After reading D. P. Walker’s review of Kepler’s Dream in your September 22 issue, I filed it and had no idea of replying. But it does stick in my craw. Even a book editor is not cynical enough to accept such subjectivity, poor reasoning, and base ingratitude—not all of them together, at any rate.

Mr. Walker’s ill-tempered onslaught against Mr. Lear and the Press is unique among the many reviews we have received. The book has been favorably, and in some instances enthusiastically, noticed by Owen Gingerich, of the Smithsonian Astrophysical Observatory, writing in Isis; by F. P. Ricci of the Instituto de Fiscia “Guglielmo Marconi,” in the Bulletin Bibliographique; by D. W. Sciama in the Bulletin of the Institute of Physics; by K. L. Franklin, of the Hayden Planetarium, in Natural History; by Bernard Pagel, in Nature; by L. Marton, of the National Bureau of Standards, in Physics Today, and so forth and so on.

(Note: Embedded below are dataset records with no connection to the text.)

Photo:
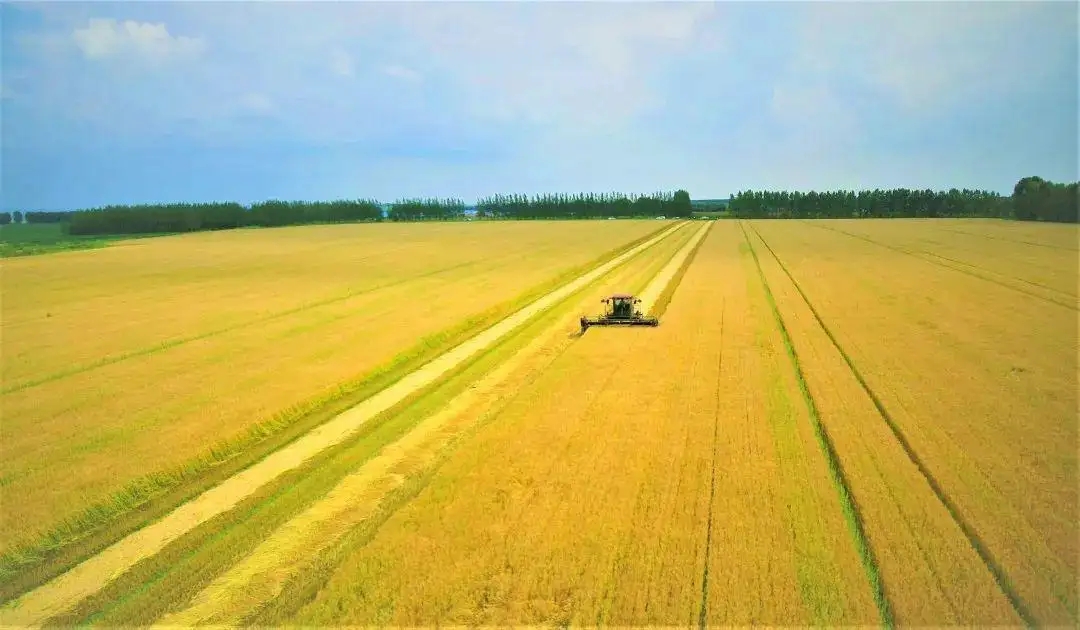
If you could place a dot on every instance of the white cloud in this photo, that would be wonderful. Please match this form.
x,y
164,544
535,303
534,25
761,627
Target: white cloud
x,y
402,72
106,38
257,103
341,64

Now, Mr. Walker, sitting at the Warburg, alleges the mistranslation of two words (and I am not willing to concede them) and expresses his positive loathing of Mr. Lear’s crediting Kepler with “prescience” and, worse, omitting the full panoply of editor’s notes, which is admittedly a mortal sin among pedants. On the basis of his private passions and his little allegements, Mr. Walker not only assaults Mr. Lear but also infers that the standards of university presses are crumbling. He is moved to protest at the latter “even at the risk of appearing pedantic and unduly severe.” He, instead, appears to me to be a logical ignoramus who draws extravagant conclusions from slender premises. Before Mr. Lear’s book was approved for publication, I obtained expert opinions from an astro-physicist, a historian of science (who reads Latin I daresay quite as well as Mr. W.), and a geophysicist who has more than a tyro’s acquaintance with scientific method. Had I known Mr. W.’s book, The Decline of Hell: Seventeenth Century Discussions of Eternal Torment, I might well have consulted him on demonological points in the text. Granting this oversight, I insist that the University of California Press has honestly tried to maintain standards in this instance, and has succeeded in doing so.

But consider the authentic ill-will of Mr. Walker: Kepler’s Somnium remained unavailable in English from 1634 until our recent publication of Mr. Lear’s edition. The accredited savants have been disgracefully slothful, and still Mr. W. complains that there are not enough notes! I console myself with Patrick Moore’s commendation in The New York Times: “Congratulations should be extended to the publishers and to all who have taken part in the preparation of this book.” I say let Mr. Walker keep his Eternal Torment to himself, and leave Kepler, Lear, and the University of California Press in peace.

Robert Y. Zachary

University of California Press

Los Angeles

D.P Walker replies:

I do not think this letter is worth an answer.